The prime minister said that 32 Vincentian sailors who returned home from one cruise ship were put in quarantine.
Four of them had symptoms and tested positive for COVID-19.
The others did not have symptoms but the government decided to test them for the respiratory illness.
Three of those persons tested positive, giving a total of seven out of 36.
“In other words, out of 36, seven of them tested positive — four which had symptoms, three which had no symptoms of COVID … almost 20%. Ten per cent of the number however, were asymptomatic,” the prime minister said.
He further stated:
“… we have hypotheses, which I repeated this over and over for anyone who wants to listen, that from a cluster of 29 who are asymptomatic, who came from a high risk group, that is, today, from a cruise ship they have tested positive and two persons continue to be testing positive even after you did their two obligatory tests to see if they’ll get negative. They didn’t; then a third and in one case, another one a fourth. And they’re still positive.

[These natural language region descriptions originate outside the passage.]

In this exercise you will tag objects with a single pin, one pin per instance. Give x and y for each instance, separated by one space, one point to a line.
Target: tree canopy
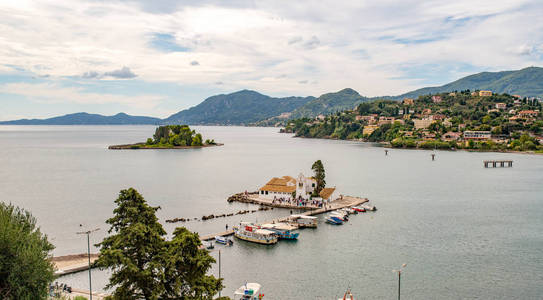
25 268
144 264
318 170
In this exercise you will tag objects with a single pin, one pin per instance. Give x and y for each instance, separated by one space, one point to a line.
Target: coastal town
476 120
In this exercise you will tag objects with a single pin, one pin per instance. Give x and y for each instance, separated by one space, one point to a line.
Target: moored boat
249 291
304 221
350 210
368 207
254 233
223 240
333 220
359 209
283 230
342 217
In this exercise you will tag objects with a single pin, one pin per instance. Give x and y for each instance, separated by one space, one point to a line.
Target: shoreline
389 146
141 146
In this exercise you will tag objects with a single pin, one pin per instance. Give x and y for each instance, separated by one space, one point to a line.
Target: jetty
339 203
69 264
498 163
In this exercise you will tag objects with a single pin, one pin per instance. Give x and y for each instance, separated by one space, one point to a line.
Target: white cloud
272 46
53 93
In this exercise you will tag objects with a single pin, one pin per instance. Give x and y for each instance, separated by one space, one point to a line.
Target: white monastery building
301 187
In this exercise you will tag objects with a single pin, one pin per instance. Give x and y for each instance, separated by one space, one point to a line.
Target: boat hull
255 240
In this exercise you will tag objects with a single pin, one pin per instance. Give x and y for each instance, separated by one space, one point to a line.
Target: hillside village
467 119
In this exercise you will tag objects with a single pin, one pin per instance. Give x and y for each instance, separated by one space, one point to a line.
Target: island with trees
472 120
171 137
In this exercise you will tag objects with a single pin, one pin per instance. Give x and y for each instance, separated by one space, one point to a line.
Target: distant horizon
106 57
227 93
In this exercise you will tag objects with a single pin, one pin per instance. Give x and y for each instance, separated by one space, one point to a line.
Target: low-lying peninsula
171 137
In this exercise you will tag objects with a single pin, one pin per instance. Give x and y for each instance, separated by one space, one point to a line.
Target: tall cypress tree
318 169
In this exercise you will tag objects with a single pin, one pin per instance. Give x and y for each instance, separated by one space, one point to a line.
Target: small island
171 137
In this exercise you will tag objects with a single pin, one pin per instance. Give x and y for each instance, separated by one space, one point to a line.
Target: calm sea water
465 232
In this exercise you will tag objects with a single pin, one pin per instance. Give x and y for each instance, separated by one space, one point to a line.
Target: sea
463 231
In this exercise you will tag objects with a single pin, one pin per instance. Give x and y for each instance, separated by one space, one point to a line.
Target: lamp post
88 232
219 270
399 271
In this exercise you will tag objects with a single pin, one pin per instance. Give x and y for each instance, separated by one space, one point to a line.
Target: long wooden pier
75 263
339 203
498 163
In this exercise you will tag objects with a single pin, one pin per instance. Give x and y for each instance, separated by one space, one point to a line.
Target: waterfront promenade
79 262
68 264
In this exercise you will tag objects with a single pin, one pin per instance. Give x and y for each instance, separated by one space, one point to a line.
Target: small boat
223 240
283 230
334 220
347 296
350 210
253 233
342 217
368 207
304 221
359 209
249 291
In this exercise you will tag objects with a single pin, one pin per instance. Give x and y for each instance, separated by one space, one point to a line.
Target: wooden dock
69 264
498 163
339 203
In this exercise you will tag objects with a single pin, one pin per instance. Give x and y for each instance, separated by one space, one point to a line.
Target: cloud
55 93
167 43
90 74
294 40
123 73
312 43
375 47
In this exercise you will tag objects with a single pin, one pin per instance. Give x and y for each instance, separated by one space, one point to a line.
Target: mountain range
249 107
88 119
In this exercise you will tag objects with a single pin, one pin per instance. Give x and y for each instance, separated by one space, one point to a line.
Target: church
301 188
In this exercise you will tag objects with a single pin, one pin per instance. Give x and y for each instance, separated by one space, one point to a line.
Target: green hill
527 82
237 108
330 103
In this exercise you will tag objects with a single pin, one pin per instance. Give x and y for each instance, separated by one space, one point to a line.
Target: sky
158 57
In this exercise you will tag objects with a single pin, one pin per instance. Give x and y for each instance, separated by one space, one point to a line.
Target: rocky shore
137 146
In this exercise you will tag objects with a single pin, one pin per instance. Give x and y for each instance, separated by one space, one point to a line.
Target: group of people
298 202
56 289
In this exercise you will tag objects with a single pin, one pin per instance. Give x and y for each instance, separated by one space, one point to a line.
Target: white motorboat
249 291
304 221
223 240
254 233
342 217
368 207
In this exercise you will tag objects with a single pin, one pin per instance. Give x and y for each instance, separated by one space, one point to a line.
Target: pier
342 202
69 264
498 163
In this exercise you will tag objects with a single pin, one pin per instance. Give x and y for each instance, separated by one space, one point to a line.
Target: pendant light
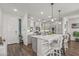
52 12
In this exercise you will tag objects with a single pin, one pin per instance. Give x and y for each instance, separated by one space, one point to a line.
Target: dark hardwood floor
22 50
19 50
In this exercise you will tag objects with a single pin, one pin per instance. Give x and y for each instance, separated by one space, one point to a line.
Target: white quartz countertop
48 37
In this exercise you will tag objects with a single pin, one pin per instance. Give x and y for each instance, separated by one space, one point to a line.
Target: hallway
17 50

“What does that tell you? It tells you that you have to be careful when the person is returning that you must have the person tested there before they leave the ship and in St. Vincent and Grenadines for them to undergo quarantine.
“So the argument that you’re on the ship, you have been quarantined for 14 days or indeed a month, more than likely you’re either asymptomatic or you have developed the antibodies.
“But there still remains the prospect that at least 10% may — I’m not saying would — may test positive for the virus.”
Gonsalves said that the jury is still out on whether such a person can transmit the illness.
“In the science, the jury is out on it. There are persons who tell you ‘highly unlikely’ but there are cases where it has happened. There’re some people will tell you ‘no’, but the science doesn’t support that,” he said.
Gonsalves said he would not disclose the name of the cruise line on which the sailors worked.
“I’m not calling the name of the company I’m not calling the name of the cruise ship because it is not in my place to put any slur against any particular cruise ship. I’m dealing with certain basic facts,” he said.